Privés de consommation pendant 55 jours (pas totalement, il est vrai, puisque la consommation par internet s'est poursuivie), nous avons été testés sur quelque chose qui est au cœur du mode de vie mondialisé d'aujourd'hui : le consumérisme. (Crédits : Reuters)
CHRONIQUE. La philosophie stoïcienne, née au IVe siècle avant JC en Grèce, exerça une influence importante jusqu'au IIIe siècle après JC. Elle fut d'un grand secours à l'Empereur Marc Aurèle et inspira de nombreux philosophes par la suite, de Montaigne à Spinoza. Comme ses enseignements sont particulièrement précieux en temps de crise, comme celle que nous traversons en raison de la pandémie, nous proposons dans cette série d'en explorer cinq pour déconstruire les idées reçues. Aujourd'hui, enseignement n°3 : maîtriser nos désirs. Par Flora Bernard (*).

« Le Monde d'Après », voilà le grand sujet des dernières semaines. Un monde où les choses ne seraient plus comme avant, où tout irait mieux. La crise, c'est l'occasion de tout changer : la double étymologie latine et grecque nous indique bien qu'il y a dans la crisis un moment de sursaut puisque c'est le moment paroxystique d'une maladie et dans krisis un moment de décision, où tout se joue. De nombreux gouvernements ont initié des plans de relance massifs de leurs économies sinistrées et devront choisir où investir leur argent. Il se peut donc que certains Etats prennent la décision, par exemple, d'investir dans une économie décarbonnée. Il faut espérer qu'il y aura des plans massifs d'investissement dans des systèmes de santé plus équilibrés et plus équitables. Voilà pour certains des changements qui pourraient avoir lieu au niveau des Etats. Mais le tout peut-il changer sans transformation au niveau des parties ? Si la loi peut certes donner une nouvelle orientation, peut-elle aboutir sans que chacun d'entre nous ne change son propre regard ? C'est ce changement de regard auquel nous invite la philosophie stoïcienne.

« Bien des choses sont superflues : nous ne le comprenons qu'au moment où nous en sommes privés », écrivait Sénèque à son ami Lucilius. « Nous en usions parce que nous les avions et non parce qu'elles étaient nécessaires.
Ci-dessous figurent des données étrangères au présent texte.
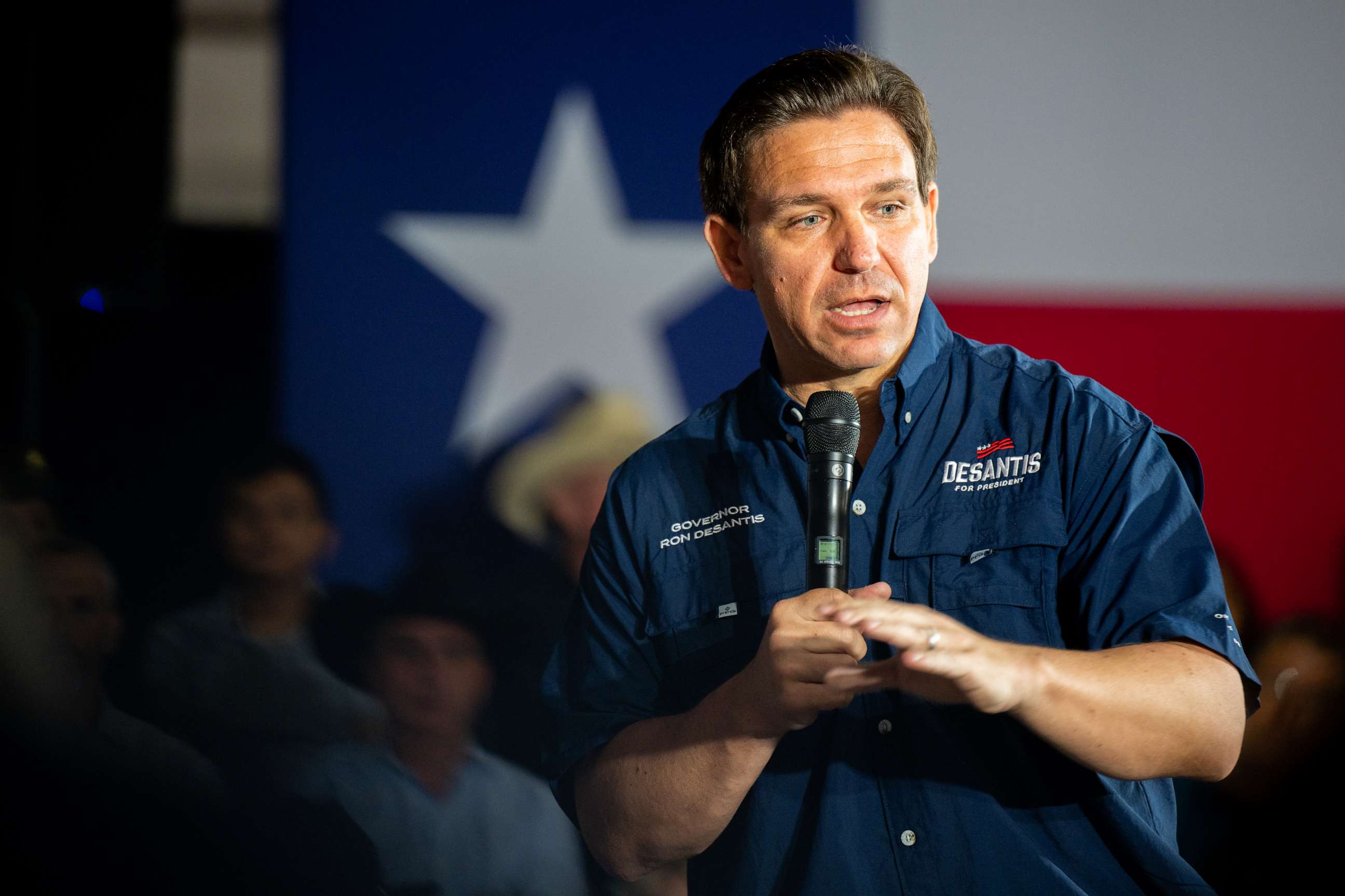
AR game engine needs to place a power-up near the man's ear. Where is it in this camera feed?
[925,183,939,264]
[705,215,752,290]
[321,523,340,562]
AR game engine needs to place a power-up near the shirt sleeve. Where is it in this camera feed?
[542,480,667,818]
[1059,411,1260,714]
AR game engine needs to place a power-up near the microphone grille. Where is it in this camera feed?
[803,392,859,454]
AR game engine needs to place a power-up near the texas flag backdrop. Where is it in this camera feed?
[281,0,1345,616]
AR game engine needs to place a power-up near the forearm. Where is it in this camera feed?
[574,667,779,880]
[1011,642,1245,780]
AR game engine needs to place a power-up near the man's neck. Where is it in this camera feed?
[780,352,905,464]
[389,724,471,796]
[234,576,313,638]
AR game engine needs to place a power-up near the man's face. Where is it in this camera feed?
[706,109,939,381]
[370,616,491,740]
[221,471,334,581]
[38,553,122,671]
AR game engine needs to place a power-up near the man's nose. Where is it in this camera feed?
[835,216,879,273]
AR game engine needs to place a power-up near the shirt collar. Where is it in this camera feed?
[756,296,952,433]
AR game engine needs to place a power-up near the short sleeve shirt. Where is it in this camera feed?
[545,297,1259,896]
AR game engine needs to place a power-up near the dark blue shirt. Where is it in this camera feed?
[545,299,1259,896]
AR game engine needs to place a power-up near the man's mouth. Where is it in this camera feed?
[831,299,888,318]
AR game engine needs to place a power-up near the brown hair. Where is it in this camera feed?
[701,46,939,230]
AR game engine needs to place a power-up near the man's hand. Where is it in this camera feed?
[732,581,891,737]
[811,592,1036,713]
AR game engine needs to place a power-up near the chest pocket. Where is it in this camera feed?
[891,498,1066,647]
[647,540,804,712]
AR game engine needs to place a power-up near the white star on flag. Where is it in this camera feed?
[383,90,722,458]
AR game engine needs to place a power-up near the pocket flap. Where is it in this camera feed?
[891,498,1066,557]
Que d'objets nous achetons parce que d'autres les ont achetés, parce qu'on les voit chez tout le monde ou presque ! L'une des causes de nos malheurs est que nous vivons en prenant exemple sur autrui : nous ne nous réglons pas sur la raison, mais nous laissons détourner par les usages. [1]»

Privés de consommation pendant 55 jours (pas totalement, il est vrai, puisque la consommation par internet s'est poursuivie), nous avons été testés sur quelque chose qui est au cœur du mode de vie mondialisé d'aujourd'hui : le consumérisme. Le confinement est probablement ce qui pouvait arriver de pire à notre société de consommation - non pas tant parce que nous avons cessé de consommer pendant quelques semaines, mais parce que nous pourrions nous rendre compte que nous avons besoin de moins que ce que nous pensions. Nous savons que nos modes de consommation et nos manières de vivre ne sont pas durables, tant sur le plan écologique que social. Mais nous avons le plus grand mal à changer nos habitudes. Maintenant que la plupart des pays sont sortis de confinement, de deux choses l'une : soit nous avons apprécié cette frugalité imposée et avons appris à faire reposer notre sentiment d'existence sur autre chose, soit consommer (au-delà de nos besoins) nous a tellement manqué que nous sautons sur les magasins dès la première ouverture.

Porter notre attention sur le présent

Ce dont il est question ici, c'est de la maîtrise de nos désirs. Nous avons vu que pour les stoïciens, trois choses sont en notre pouvoir : nos jugements (enseignement n°1), nos actions (enseignement n°2) et nos désirs. La pandémie a été l'occasion, bien que forcée, de réfléchir à nos véritables désirs, d'en questionner le fondement et de nous détacher de certains d'entre eux. Rappelons-nous que donner notre assentiment (ou non) à nos représentations est la première des choses en notre pouvoir : le désir comme l'aversion et l'impulsion à agir dépendent de cet accord donné à nos représentations. L'empereur Marc Aurèle, dans ses Pensées, insistait sur la prise de conscience de ces représentations et de nos désirs au moment où ils se présentent à nous. L'une des techniques stoïciennes - reprises par les thérapies cognitives et comportementales - consistait à remplacer son discours intérieur spontané (j'ai très envie de...) par une question (es-tu vraiment sûr de vouloir ceci...?). C'est ce que pourrait nous avoir enseigné cette période de confinement : ne pouvant nous projeter dans le futur, nous avons davantage porté notre attention sur le présent et pris conscience de ce que vous faisions au moment même de le faire.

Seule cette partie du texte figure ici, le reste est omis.